在 2025/2/28 10:18, yunhui cui 写道:
Hi All,

On Fri, Feb 28, 2025 at 8:51 AM Ethan Zhao <etzhao1900@xxxxxxxxx> wrote:

On 2/28/2025 4:38 AM, Jason Gunthorpe wrote:
On Thu, Feb 27, 2025 at 08:40:31AM +0800, Ethan Zhao wrote:
On 2/26/2025 9:04 PM, Jason Gunthorpe wrote:
On Wed, Feb 26, 2025 at 01:55:28PM +0800, Ethan Zhao wrote:
Provided the system does not respond to those events when this function
is called, it's fine to remove the lock.
I agree.
I think it is running the destruction of the iommu far too late in the
process. IMHO it should be done after all the drivers have been
shutdown, before the CPUs go single threaded.
Hmm... so far it is fine, the iommu_shutdown only has a little work to
do, disable the translation, the PMR disabling is just backward compatible,
was deprecated already. if we move it to one position where all CPUs are
cycling, we don't know what kind of user-land tasks left there (i.e. reboot -f
case), it would be hard to full-fill the requirement of Intel VT-d, no ongoing
transaction there on hardware when issue the translation disabling command.
There is no guarentee device dma is halted anyhow at this point either.
The -f option to reboot command, suggests data corruption possibility.although

the IOMMU strives not to cross the transaction boundaries of its address
translation.

over all, we should make the reboot -f function works. not to hang
there. meanwhile

it doesn't break anything else so far.
patch v1:
if (!down_write_trylock(&dmar_global_lock))
return;

We should also think about the corner case of reboot without -f option, there might be something

wrong with one of the devices there on other CPUs they don't release the lock and were shutdown

by NMI, the dmar_global_lock is held by one of them, so we just bail out here at at once ?
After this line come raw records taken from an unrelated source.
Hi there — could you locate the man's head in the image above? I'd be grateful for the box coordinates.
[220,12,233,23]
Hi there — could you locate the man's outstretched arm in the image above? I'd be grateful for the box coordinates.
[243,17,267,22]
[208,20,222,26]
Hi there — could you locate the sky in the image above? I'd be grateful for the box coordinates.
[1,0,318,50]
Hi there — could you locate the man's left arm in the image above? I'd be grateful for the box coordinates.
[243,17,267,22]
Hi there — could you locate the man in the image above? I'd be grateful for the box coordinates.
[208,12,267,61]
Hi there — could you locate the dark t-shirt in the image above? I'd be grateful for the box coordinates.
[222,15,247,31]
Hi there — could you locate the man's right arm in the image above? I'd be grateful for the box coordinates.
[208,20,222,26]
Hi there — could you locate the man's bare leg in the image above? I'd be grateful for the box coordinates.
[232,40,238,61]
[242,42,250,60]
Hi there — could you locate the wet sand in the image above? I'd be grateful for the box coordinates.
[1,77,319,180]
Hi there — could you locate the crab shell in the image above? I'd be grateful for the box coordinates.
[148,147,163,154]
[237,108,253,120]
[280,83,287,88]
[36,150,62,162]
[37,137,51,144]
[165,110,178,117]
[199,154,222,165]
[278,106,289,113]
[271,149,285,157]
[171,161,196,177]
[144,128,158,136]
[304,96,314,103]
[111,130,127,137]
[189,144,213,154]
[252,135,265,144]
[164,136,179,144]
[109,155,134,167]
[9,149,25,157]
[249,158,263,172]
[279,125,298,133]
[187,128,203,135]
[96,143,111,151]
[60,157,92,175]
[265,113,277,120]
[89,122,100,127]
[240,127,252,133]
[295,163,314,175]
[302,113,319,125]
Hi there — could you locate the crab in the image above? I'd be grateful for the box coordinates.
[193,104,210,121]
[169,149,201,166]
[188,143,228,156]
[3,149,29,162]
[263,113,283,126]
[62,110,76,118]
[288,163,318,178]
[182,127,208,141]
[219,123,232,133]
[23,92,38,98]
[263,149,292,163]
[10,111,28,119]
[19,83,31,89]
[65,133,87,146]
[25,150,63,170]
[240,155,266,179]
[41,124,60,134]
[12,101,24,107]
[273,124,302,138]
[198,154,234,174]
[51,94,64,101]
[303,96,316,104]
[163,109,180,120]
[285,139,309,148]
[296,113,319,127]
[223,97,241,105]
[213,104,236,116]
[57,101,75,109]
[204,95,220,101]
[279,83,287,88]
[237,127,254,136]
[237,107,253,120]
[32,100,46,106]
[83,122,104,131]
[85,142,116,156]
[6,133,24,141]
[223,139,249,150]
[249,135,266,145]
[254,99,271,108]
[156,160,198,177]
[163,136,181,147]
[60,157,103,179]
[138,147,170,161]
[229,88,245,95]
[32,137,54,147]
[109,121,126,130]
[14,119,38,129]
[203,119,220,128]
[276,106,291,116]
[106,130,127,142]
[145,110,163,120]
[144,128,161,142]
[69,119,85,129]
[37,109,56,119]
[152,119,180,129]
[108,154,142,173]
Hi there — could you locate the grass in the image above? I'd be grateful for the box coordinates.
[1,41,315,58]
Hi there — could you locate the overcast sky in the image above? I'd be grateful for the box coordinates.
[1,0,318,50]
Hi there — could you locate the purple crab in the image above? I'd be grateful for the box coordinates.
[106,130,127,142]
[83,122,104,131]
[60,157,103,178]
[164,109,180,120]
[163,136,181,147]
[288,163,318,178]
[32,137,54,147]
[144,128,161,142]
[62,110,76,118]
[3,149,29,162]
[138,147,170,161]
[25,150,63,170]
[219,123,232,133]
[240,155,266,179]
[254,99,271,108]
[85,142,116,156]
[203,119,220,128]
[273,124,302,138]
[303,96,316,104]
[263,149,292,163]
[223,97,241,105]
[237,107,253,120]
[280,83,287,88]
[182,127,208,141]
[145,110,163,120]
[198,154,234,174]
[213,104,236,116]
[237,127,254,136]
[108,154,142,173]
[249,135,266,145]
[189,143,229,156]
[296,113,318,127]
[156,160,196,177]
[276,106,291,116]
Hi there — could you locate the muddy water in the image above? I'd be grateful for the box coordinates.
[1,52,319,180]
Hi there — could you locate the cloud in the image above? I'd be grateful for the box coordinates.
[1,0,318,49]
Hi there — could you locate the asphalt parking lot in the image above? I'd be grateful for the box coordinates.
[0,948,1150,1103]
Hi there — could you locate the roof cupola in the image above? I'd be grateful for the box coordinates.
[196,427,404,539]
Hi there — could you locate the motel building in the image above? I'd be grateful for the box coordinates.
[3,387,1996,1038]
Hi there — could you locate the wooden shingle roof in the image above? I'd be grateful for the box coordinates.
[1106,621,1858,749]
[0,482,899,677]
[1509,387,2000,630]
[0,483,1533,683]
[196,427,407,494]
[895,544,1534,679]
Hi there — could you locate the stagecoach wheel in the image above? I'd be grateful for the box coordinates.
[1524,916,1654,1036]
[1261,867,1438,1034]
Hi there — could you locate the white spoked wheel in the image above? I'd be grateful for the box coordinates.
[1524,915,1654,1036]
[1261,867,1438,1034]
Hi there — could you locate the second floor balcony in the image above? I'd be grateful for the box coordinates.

leaving the IOMMU translation etc in enabling status. Is it better to loop with 10 seconds timeout

to try the lock then make sure no better choice, then continue the disabling of IOMMU translation & PMR ?.

Even the reboot -f case, leaving the IOMMU translation in enabling status is worse choice.

So seems we shouldn't bail out immediately after one time trylock whatever.


patch v3:
/* All other CPUs were brought down, hotplug interrupts were disabled,
no lock and RCU checking needed anymore*/
list_for_each_entry(drhd, &dmar_drhd_units, list) {
iommu = drhd->iommu;
/* Disable PMRs explicitly here. */
iommu_disable_protect_mem_regions(iommu);
iommu_disable_translation(iommu);
}

Since we can remove down_write/up_write, it indicates that during the
IOMMU shutdown process, we are not particularly concerned about
whether others are accessing the critical section. Therefore, it can
be understood that Patch v1 can successfully acquire the lock and
proceed with subsequent operations. From this perspective, Patch v1 is
reasonable and can prevent situations where there is an actual owner
of dmar_global_lock, even though it does not perform a real IOMMU
shutdown.

However, if the IOMMU shutdown truly fails, IOMMU_WAIT_OP will trigger
a panic(). Removing down_write/up_write offers better maintainability
than Patch v1 (as we can retrieve the cause from the vmcore). But this
might not be significant, since the reboot could have been completed
successfully, and the occurrence of panic() might instead cause
confusion.

In summary, it is essential to complete the reboot action here rather
than causing the system to hang. So, which do you prefer, v1 or v3?

Would v3 miss something ? please comment.

normal reboot/shutdown without -f case, function works right without any data corrupt or

leaving device in confusion status, good or bad situation.

reboot -f case, functions works, strives to not corrupt data or leave device in confusion status.

...

Thanks,

Ethan



Thanks,

Ethan

Jason
Thanks,
Yunhui

--
"firm, enduring, strong, and long-lived"